Personne ne s’est encore entretenu avec lui d’ailleurs. Pourtant, tout le monde est déjà intimement convaincu de la culpabilité de Mason Hill après qu’il a été retrouvé à côté du corps d’Annabelle. Il était couvert de son sang. Sa mère, Genevieve, affirme qu’il est tombé sur elle alors qu’il se promenait et qu’il a essayé de la sauver.

Si Genevieve a beaucoup de soutiens, elle a aussi beaucoup de détracteurs. Ces derniers sont convaincus que si Mason se trouvait là, c’était pour une simple et bonne raison : c’est lui qui l’a tuée. »

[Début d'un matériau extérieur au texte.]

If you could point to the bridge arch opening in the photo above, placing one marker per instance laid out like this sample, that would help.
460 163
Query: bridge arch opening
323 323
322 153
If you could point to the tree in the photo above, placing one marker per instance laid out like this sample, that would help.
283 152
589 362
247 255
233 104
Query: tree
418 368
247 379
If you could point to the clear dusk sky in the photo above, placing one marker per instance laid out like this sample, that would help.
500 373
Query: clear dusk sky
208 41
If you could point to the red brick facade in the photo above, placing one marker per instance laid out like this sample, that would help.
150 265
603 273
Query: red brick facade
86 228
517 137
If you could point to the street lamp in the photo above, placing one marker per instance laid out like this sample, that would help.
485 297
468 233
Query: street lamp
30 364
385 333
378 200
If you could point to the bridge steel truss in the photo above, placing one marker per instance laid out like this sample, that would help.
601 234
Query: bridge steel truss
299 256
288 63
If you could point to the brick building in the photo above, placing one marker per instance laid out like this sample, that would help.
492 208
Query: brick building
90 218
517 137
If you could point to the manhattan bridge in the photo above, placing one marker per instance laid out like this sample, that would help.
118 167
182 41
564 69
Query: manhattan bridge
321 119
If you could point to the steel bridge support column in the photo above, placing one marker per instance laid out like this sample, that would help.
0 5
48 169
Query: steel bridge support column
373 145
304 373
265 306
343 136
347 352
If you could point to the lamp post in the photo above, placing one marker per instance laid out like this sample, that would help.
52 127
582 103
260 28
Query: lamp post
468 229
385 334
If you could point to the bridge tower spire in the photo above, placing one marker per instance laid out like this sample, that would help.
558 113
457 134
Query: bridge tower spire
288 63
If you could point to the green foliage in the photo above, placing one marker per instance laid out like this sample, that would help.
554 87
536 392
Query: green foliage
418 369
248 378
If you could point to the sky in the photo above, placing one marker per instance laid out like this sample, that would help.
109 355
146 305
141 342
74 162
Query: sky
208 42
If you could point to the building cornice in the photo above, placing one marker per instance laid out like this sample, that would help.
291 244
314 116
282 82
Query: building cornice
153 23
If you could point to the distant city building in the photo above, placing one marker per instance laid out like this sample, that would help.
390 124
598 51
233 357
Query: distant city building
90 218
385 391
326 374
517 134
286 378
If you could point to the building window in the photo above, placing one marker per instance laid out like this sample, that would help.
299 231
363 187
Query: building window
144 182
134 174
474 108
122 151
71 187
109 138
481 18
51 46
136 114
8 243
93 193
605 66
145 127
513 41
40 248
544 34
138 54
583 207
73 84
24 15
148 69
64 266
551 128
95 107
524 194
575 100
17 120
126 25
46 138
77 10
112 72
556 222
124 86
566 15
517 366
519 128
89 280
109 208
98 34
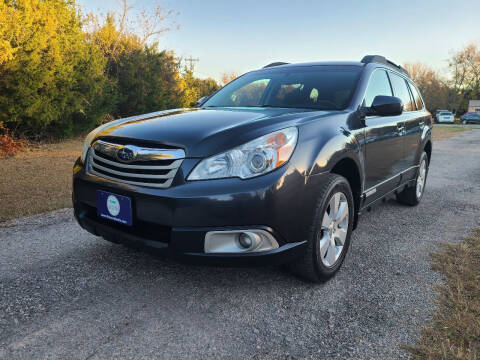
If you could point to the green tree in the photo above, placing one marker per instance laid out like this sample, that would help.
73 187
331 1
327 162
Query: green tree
147 81
51 78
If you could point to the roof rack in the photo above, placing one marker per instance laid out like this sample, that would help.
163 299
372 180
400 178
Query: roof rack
275 64
382 60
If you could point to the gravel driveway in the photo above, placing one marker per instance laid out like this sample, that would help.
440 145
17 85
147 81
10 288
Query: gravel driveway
67 294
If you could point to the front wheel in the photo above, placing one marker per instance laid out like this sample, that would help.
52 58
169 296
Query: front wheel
414 193
330 234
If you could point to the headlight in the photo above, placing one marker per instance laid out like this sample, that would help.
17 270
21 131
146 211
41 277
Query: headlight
254 158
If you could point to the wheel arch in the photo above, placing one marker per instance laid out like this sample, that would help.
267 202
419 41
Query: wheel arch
348 168
428 149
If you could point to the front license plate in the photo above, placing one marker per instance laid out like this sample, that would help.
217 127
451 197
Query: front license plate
114 207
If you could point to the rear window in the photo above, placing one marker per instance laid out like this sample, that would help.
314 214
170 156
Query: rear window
313 87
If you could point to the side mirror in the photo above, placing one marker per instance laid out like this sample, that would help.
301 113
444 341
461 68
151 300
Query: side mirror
386 106
202 100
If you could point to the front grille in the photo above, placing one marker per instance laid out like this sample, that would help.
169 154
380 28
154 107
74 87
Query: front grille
147 166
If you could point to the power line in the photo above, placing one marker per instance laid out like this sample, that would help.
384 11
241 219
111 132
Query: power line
191 60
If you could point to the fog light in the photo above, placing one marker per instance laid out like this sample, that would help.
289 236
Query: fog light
245 240
249 240
239 241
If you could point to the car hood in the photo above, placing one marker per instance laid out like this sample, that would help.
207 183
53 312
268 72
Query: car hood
204 132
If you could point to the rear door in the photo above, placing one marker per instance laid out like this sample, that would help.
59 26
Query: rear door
414 126
383 142
408 129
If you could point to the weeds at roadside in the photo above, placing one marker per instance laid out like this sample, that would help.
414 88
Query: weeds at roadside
454 331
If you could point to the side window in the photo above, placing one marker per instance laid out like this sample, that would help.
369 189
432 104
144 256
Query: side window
378 85
250 94
400 90
416 96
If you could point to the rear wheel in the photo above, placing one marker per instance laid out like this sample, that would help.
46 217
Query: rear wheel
330 234
414 193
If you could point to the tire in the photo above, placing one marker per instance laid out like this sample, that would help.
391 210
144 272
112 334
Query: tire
410 195
313 265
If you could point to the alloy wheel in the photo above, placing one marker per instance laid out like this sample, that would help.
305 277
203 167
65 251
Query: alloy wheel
334 229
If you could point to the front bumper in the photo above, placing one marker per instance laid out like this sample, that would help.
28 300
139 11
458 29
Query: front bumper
175 220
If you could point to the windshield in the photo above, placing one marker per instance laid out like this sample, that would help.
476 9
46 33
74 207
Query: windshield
322 87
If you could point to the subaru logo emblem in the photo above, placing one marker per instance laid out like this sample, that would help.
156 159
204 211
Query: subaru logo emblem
125 154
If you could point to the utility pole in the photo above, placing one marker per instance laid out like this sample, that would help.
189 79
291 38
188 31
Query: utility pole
191 60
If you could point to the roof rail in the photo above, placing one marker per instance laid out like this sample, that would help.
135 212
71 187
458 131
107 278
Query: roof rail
382 60
275 64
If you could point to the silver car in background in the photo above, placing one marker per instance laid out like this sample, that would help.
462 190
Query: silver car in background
445 116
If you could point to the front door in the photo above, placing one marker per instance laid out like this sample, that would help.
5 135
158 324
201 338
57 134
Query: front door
384 147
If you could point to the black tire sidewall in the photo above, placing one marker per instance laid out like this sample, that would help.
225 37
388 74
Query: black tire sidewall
341 185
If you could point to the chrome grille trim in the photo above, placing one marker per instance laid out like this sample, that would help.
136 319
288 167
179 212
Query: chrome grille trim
111 168
141 153
173 165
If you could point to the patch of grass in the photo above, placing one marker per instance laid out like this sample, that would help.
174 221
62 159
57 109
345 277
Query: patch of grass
441 132
37 179
454 332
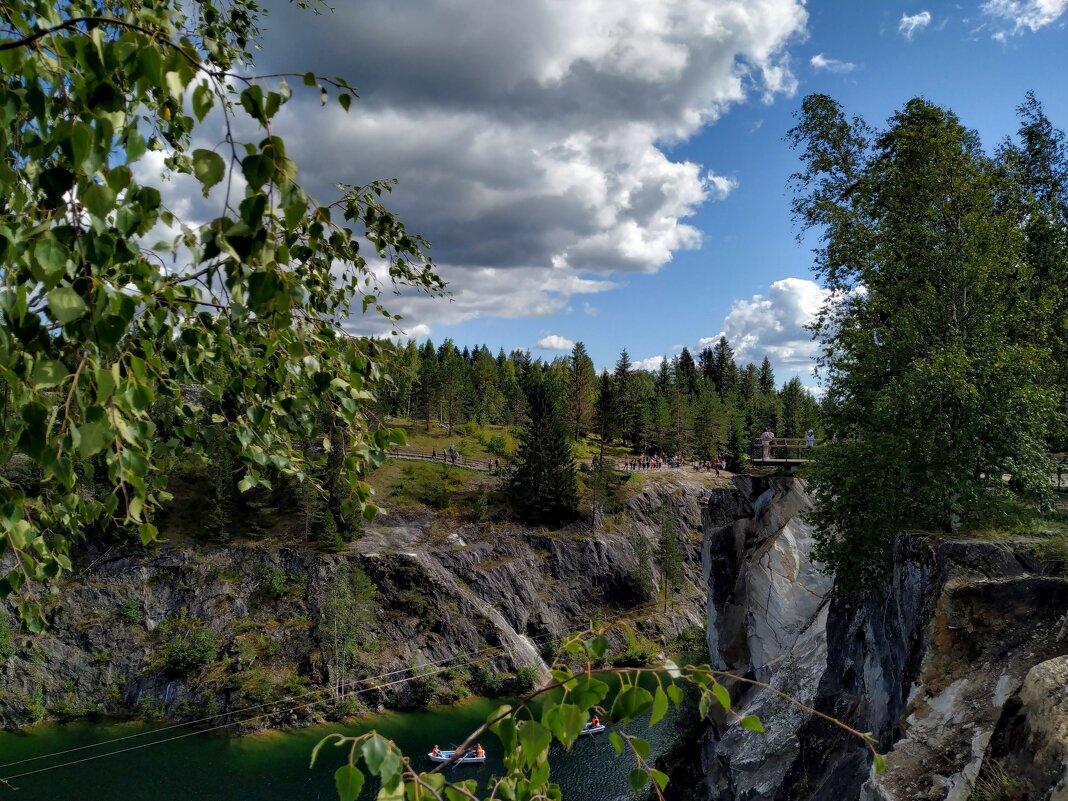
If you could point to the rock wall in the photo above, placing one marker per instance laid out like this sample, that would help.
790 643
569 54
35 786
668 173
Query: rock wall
492 594
930 663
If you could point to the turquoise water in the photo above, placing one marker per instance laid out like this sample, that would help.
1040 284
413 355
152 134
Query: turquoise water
207 766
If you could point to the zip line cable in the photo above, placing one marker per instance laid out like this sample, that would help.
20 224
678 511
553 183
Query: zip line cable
288 699
241 710
5 780
490 653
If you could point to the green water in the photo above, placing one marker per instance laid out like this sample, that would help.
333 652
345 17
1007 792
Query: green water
205 766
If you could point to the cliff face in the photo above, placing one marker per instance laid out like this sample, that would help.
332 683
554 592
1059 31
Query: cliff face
932 663
191 632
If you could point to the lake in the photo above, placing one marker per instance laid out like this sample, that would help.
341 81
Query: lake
272 766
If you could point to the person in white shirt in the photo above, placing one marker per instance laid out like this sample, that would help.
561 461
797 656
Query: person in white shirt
766 442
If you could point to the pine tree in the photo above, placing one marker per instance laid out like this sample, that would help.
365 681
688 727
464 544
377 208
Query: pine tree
724 372
626 410
582 388
543 487
605 409
766 378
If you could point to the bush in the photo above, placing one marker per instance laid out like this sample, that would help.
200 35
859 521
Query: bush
130 612
35 706
525 678
151 708
6 640
188 645
279 584
487 681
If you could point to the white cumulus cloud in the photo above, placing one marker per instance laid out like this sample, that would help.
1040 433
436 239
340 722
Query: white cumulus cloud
1016 16
912 22
720 186
531 138
773 325
554 342
819 62
649 365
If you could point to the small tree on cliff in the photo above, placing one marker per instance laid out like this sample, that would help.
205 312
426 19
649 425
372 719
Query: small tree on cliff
670 552
543 486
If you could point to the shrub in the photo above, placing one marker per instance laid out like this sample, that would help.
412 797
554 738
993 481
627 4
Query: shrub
188 644
36 706
279 584
6 640
130 612
151 708
487 681
525 678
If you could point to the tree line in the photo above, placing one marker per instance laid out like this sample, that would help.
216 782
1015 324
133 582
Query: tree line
945 336
692 407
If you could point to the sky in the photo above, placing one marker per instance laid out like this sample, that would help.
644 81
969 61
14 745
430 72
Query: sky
614 171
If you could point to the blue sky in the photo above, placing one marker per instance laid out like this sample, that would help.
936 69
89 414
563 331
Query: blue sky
615 172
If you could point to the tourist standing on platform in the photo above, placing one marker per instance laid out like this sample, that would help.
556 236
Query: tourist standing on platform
766 438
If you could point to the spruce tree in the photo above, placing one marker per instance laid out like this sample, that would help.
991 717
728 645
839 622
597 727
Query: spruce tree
543 486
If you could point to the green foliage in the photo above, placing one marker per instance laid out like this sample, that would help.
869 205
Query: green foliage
35 706
543 486
6 639
558 711
643 568
670 558
524 678
187 645
120 357
130 612
995 784
936 339
151 708
347 611
279 584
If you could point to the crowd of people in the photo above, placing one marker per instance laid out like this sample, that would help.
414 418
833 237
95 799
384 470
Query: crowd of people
659 461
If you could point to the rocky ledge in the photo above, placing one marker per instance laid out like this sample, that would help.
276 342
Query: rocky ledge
947 663
199 631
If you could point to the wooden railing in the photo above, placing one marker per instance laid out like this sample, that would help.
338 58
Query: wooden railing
443 457
781 451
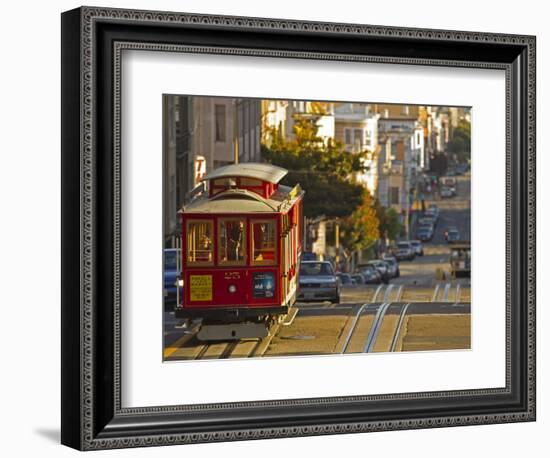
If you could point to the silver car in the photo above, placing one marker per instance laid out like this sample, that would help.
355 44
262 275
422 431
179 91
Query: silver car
318 282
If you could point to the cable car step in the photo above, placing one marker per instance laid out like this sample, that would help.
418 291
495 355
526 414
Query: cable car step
235 331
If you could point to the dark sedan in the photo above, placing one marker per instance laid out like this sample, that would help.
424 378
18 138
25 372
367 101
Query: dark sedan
318 282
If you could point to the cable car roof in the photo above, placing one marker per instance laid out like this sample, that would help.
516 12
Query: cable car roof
264 172
243 201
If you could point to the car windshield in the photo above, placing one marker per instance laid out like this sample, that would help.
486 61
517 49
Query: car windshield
170 260
316 268
345 279
366 267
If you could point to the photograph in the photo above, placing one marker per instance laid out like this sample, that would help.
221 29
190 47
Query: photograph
314 227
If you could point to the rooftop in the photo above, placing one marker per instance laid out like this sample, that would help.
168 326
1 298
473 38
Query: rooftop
264 172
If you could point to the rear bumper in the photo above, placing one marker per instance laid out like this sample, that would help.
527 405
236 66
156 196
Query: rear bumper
228 314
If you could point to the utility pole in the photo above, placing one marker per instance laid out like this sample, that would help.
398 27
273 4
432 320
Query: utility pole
337 237
236 131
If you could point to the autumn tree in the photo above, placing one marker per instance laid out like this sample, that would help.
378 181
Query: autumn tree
361 229
324 169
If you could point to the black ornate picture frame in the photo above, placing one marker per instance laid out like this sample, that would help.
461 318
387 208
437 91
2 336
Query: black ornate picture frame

  • Titre : Entre ses mains
  • Titre original : Under her care
  • Auteure : Lucinda Berry
  • Éditeur : L’Oiseau Noir
  • ISBN : 9782494715646
  • Format : Broché
  • Nationalité : États-Unis
  • Langue : Français
  • Traduction : Florian Dennisson
  • Date de publication : 26/11/2025
  • Nombre de pages : 150 pages
  • Genre : Thriller psychologique, suspense domestique
  • Sujets traités : Autisme, maternité protectrice, communication non verbale, enquête criminelle, expertise pédopsychiatrique, apparences sociales, exposition de l’intimité sur les réseaux, jugement collectif

Page officielle : lucindaberry.com

Résumé

À Tuscaloosa, en Alabama, une ville où les statistiques criminelles se mesurent en vélos volés, le corps de l’épouse du maire est découvert sur la berge de Hurricane Creek, sous un vieux pont de chemin de fer. À quelques pas, un adolescent autiste et non verbal, Mason Hill, couvert de sang. Sa mère, Genevieve, ancienne Miss Alabama devenue figure locale de la maternité exemplaire, affirme qu’il tentait de porter secours à la victime. La ville entière, elle, a déjà rendu son verdict.
Pour approcher l’enfant sans se heurter à une mère qui ne lui lâche jamais la main, la police recrute Casey Walker, pédopsychiatre spécialisée dans les troubles du neurodéveloppement et mère d’une petite fille autiste. Sa mission ressemble à une manœuvre, elle le sait, et elle accepte pour des raisons très concrètes. Entre les deux femmes s’installe alors un jeu de confiance et de méfiance dont l’enfant, privé des mots pour dire ce qu’il a vu, demeure l’enjeu central.


Je m’appelle Manuel et je suis passionné par les polars depuis une soixantaine d’années, une passion qui ne montre aucun signe d’essoufflement.